- 19 native H3 functions in pure SQL - no library imports, no cluster configuration. H3-accelerated spatial joins on 100M+ records drop from minutes to seconds by converting expensive geometry operations into integer equality joins
- GEOGRAPHY (WGS 84 sphere) and GEOMETRY (planar, any SRID) types with 60-70 native spatial functions. Covers the 80% case for spatial analytics - but no raster, no 3D, no topology
- Three spatial indexing approaches: automatic micro-partition pruning, H3 clustering (recommended for large tables), and Search Optimisation Service (Enterprise only, 10x credit rate - estimate costs before enabling)
- Snowpark Python UDFs support GeoPandas, Shapely, Fiona, and PyPROJ inside Snowflake's sandbox. Use Snowpark-optimised warehouses (256 GB memory) for heavy spatial operations - standard warehouses will OOM on complex geometries
- Zero-copy data sharing via Snowflake Marketplace is the differentiator no other platform matches. CARTO, Precisely, and Foursquare provide geospatial datasets you can join without moving data
- Typical moderate geospatial workload costs $150-300/month in Snowflake credits. A weekly spatial join on 50M features costs roughly $16/month on a Large warehouse vs $7,000/year for an ArcGIS Advanced licence
Geospatial in Cloud Series
This is Part 4 of our Geospatial in Cloud series. Each post is self-contained. Part 1 covers Databricks. Part 2 covers AWS. Part 3 covers GCP. Read the one that matches your stack.

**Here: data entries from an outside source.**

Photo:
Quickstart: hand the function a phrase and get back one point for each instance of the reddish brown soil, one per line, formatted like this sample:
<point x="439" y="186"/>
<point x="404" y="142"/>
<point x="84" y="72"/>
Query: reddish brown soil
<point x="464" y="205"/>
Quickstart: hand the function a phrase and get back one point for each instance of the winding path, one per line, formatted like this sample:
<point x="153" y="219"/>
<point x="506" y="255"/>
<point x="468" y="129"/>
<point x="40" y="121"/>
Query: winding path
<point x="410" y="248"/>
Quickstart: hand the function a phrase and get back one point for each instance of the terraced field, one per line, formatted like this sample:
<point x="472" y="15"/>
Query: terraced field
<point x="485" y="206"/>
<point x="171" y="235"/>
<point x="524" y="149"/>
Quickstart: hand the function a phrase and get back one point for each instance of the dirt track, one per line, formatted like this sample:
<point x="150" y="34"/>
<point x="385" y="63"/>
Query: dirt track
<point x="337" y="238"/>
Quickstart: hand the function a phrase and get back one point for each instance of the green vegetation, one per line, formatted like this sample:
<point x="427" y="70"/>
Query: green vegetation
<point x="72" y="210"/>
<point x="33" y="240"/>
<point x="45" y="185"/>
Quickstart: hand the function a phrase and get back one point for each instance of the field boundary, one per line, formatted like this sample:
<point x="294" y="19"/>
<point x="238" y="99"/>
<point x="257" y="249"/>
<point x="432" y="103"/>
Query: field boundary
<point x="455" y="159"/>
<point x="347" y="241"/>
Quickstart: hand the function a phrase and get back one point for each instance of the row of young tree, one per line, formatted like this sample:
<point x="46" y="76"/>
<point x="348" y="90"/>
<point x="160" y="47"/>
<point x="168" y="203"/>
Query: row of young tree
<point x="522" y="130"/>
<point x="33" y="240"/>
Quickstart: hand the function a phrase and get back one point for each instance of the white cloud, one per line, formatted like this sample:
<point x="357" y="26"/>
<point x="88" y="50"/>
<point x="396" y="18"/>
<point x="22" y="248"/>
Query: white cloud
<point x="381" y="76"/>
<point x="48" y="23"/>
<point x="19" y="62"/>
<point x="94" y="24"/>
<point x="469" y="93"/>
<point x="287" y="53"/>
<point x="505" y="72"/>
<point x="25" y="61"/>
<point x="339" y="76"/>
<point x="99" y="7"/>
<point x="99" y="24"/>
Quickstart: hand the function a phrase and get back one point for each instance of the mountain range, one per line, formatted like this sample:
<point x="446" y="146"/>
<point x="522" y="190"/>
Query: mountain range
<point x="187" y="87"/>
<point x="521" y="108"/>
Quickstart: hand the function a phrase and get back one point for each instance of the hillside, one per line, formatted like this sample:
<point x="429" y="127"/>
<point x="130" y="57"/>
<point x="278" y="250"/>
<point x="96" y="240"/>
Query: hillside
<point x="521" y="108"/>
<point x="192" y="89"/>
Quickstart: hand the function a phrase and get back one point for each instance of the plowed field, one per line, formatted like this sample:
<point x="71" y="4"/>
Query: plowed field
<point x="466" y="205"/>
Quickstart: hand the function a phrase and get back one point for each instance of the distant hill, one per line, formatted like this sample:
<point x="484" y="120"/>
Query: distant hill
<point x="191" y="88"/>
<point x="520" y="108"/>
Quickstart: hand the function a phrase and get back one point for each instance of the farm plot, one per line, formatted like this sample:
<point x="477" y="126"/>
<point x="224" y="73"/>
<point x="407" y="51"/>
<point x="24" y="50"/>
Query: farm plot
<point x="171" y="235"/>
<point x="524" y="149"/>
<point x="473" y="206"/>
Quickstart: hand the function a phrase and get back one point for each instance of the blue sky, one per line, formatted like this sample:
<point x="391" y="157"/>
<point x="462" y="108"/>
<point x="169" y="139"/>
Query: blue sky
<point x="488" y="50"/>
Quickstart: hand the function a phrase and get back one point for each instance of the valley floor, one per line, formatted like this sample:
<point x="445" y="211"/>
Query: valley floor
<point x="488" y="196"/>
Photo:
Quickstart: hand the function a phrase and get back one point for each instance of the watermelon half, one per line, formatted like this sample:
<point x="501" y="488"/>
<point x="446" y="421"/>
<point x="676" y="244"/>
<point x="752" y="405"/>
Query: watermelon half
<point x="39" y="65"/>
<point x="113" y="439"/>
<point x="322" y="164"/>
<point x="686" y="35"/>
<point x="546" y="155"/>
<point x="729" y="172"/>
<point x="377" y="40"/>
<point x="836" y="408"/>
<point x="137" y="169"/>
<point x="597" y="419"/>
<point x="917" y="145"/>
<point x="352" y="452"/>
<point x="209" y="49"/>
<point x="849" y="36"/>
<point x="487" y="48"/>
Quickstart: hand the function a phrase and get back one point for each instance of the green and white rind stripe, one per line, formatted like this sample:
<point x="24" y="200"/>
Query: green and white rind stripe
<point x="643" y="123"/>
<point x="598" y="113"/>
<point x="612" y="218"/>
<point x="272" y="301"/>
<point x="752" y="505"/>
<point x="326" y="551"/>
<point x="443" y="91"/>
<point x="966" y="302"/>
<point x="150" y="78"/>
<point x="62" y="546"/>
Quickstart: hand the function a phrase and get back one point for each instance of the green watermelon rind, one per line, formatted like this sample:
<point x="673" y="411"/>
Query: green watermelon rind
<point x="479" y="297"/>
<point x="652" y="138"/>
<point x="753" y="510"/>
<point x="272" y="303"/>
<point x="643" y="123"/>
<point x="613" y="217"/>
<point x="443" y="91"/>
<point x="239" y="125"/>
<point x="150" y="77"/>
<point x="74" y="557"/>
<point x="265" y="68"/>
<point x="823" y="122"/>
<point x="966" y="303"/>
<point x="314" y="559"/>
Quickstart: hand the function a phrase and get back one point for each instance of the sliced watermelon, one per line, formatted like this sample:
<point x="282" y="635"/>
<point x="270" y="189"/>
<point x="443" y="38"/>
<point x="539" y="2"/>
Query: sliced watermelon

Snowflake is the platform that teams pick when they want spatial analytics without infrastructure overhead. No clusters to configure, no libraries to install, no Spark context to debug. You write SELECT ST_DISTANCE(a.geom, b.geom) and it works.
That simplicity is real. But so are the trade-offs. Snowflake has no raster support, no 3D geometry, and its spatial function count is roughly a sixth of PostGIS. If your workflow involves satellite imagery, terrain models, or complex topology operations, this is not your platform.

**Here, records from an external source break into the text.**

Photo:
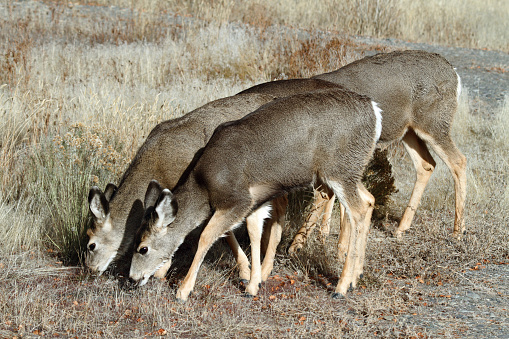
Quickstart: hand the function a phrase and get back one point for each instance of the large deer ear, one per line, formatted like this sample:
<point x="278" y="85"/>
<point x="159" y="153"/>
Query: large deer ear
<point x="154" y="189"/>
<point x="110" y="191"/>
<point x="166" y="209"/>
<point x="98" y="204"/>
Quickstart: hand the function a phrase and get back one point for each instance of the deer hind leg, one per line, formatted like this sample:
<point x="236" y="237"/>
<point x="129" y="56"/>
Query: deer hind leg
<point x="359" y="208"/>
<point x="274" y="230"/>
<point x="327" y="215"/>
<point x="254" y="228"/>
<point x="424" y="166"/>
<point x="457" y="164"/>
<point x="320" y="200"/>
<point x="344" y="234"/>
<point x="240" y="257"/>
<point x="221" y="222"/>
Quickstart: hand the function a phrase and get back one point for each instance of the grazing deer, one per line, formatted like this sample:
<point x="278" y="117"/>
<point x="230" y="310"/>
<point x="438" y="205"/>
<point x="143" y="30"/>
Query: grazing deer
<point x="418" y="93"/>
<point x="164" y="156"/>
<point x="321" y="138"/>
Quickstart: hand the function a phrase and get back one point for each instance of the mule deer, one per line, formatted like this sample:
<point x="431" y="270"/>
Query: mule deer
<point x="325" y="137"/>
<point x="164" y="156"/>
<point x="418" y="93"/>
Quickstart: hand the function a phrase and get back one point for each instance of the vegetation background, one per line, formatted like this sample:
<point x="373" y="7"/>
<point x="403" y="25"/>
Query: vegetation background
<point x="82" y="84"/>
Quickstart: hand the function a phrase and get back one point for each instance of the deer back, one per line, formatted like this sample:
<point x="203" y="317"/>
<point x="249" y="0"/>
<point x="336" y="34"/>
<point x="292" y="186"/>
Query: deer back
<point x="415" y="89"/>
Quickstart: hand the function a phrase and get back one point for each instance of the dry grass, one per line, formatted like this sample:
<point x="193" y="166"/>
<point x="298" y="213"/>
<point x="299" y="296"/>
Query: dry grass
<point x="79" y="92"/>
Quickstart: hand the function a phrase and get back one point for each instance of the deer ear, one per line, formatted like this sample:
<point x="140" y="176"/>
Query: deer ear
<point x="154" y="189"/>
<point x="110" y="191"/>
<point x="166" y="208"/>
<point x="98" y="204"/>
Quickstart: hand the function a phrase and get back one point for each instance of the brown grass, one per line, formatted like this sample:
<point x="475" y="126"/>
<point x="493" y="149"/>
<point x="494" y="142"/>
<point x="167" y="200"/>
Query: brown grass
<point x="81" y="90"/>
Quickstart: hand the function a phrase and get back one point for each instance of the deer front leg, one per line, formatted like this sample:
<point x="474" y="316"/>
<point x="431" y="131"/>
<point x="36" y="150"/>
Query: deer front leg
<point x="344" y="234"/>
<point x="254" y="224"/>
<point x="424" y="166"/>
<point x="219" y="224"/>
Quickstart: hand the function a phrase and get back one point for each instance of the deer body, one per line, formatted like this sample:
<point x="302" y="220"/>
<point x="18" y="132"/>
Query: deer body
<point x="324" y="137"/>
<point x="164" y="156"/>
<point x="418" y="93"/>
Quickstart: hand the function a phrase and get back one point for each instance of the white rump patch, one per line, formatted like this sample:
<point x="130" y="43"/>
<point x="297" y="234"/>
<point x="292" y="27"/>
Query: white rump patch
<point x="378" y="115"/>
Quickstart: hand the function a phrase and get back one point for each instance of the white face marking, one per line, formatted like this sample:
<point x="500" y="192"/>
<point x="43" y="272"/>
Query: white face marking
<point x="378" y="114"/>
<point x="101" y="270"/>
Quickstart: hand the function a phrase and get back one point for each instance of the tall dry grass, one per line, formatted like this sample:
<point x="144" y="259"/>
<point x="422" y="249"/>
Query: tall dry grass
<point x="471" y="23"/>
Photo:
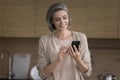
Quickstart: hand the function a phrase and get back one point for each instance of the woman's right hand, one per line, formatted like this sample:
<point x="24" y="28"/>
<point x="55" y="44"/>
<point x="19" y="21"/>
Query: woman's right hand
<point x="63" y="52"/>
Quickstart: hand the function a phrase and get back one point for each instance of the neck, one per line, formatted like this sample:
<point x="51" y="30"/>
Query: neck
<point x="63" y="34"/>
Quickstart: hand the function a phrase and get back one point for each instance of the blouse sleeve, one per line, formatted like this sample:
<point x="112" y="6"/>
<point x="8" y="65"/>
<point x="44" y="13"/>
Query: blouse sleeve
<point x="42" y="59"/>
<point x="86" y="55"/>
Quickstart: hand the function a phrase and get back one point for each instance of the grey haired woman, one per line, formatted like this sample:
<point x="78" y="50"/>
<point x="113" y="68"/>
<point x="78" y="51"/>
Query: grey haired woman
<point x="56" y="58"/>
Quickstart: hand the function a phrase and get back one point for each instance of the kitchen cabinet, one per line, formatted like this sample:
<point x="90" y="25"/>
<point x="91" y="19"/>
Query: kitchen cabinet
<point x="27" y="18"/>
<point x="103" y="18"/>
<point x="41" y="7"/>
<point x="18" y="18"/>
<point x="119" y="19"/>
<point x="1" y="18"/>
<point x="78" y="14"/>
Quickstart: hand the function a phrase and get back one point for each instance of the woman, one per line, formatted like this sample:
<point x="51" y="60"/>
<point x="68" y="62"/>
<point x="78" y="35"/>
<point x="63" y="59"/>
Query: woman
<point x="57" y="59"/>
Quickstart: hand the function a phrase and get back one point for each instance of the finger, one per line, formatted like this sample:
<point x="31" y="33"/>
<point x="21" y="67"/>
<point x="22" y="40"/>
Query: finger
<point x="72" y="51"/>
<point x="75" y="48"/>
<point x="79" y="49"/>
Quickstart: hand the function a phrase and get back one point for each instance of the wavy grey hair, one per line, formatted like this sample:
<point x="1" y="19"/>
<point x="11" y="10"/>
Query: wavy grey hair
<point x="53" y="8"/>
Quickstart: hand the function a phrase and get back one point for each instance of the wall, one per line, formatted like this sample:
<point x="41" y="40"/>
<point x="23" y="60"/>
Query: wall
<point x="105" y="54"/>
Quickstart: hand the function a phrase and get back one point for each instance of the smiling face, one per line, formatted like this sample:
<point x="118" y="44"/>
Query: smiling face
<point x="60" y="20"/>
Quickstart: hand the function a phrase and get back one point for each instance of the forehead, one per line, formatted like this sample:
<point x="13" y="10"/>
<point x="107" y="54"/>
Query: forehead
<point x="60" y="13"/>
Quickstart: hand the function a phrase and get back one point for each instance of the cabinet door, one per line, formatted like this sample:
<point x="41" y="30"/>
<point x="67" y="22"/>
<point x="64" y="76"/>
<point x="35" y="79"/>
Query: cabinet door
<point x="41" y="8"/>
<point x="18" y="18"/>
<point x="103" y="18"/>
<point x="119" y="19"/>
<point x="78" y="14"/>
<point x="1" y="18"/>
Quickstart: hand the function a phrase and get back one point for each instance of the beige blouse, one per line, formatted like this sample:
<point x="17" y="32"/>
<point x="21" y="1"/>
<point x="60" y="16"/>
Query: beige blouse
<point x="48" y="49"/>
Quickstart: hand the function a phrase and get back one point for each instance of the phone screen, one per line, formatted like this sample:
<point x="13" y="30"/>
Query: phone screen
<point x="76" y="43"/>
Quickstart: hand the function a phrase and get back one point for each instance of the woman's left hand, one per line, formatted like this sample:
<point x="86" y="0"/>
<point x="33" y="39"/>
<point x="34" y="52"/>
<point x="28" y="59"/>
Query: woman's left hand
<point x="75" y="53"/>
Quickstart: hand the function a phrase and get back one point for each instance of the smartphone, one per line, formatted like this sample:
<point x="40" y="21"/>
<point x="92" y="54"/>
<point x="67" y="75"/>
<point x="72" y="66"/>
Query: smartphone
<point x="76" y="43"/>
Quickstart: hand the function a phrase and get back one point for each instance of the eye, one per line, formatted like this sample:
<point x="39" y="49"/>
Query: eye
<point x="56" y="19"/>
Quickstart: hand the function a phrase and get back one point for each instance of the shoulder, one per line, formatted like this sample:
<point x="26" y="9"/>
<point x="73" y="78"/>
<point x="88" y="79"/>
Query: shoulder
<point x="45" y="38"/>
<point x="79" y="35"/>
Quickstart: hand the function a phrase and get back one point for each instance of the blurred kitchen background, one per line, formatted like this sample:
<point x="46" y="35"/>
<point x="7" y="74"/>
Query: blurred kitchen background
<point x="22" y="22"/>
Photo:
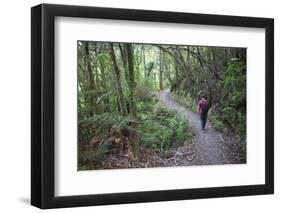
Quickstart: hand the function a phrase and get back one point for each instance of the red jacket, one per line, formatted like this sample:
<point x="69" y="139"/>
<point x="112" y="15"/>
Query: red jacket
<point x="200" y="104"/>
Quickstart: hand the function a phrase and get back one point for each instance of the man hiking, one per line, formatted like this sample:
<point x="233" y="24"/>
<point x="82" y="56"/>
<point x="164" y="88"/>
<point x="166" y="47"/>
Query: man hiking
<point x="203" y="108"/>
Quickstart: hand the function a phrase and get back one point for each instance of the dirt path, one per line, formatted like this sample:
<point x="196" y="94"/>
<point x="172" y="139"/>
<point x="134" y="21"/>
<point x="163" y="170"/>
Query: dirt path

For everything else - point-in-polygon joins, H3 aggregation, exposure analysis, fleet analytics, location intelligence - Snowflake delivers with less operational friction than any other cloud data platform we have worked with.
Why Snowflake for Geospatial
The pitch is simple: if your team thinks in SQL and your data is already in Snowflake, adding geospatial is close to zero effort. No new infrastructure, no new skills, no new budgets to approve.
Zero cluster management
Scale from XS to 6XL warehouse with one command. Auto-suspend after 60 seconds of idle. No Spark configuration, no driver/executor tuning.
Native H3 in pure SQL
19 built-in H3 functions. Convert a spatial join on 100M records from minutes to seconds by turning geometry operations into integer equality joins.
Zero-copy data sharing
Join your data with CARTO, Precisely, or Foursquare datasets from the Snowflake Marketplace without moving a single byte. No other platform matches this.
SQL your team already knows
No Python required for spatial analytics. Your SQL analysts can write spatial queries on day one. The learning curve is a handful of ST_* functions.
GEOGRAPHY vs GEOMETRY
Snowflake provides two spatial data types. Choosing the wrong one is one of the most common mistakes we see teams make in their first week.
GEOGRAPHY models the earth as a sphere using WGS 84 (SRID 4326). Coordinates are longitude/latitude degrees. Distance calculations return metres on the spherical surface. This is the type most GIS engineers reach for first - it maps directly to the lon/lat paradigm from QGIS and ArcGIS.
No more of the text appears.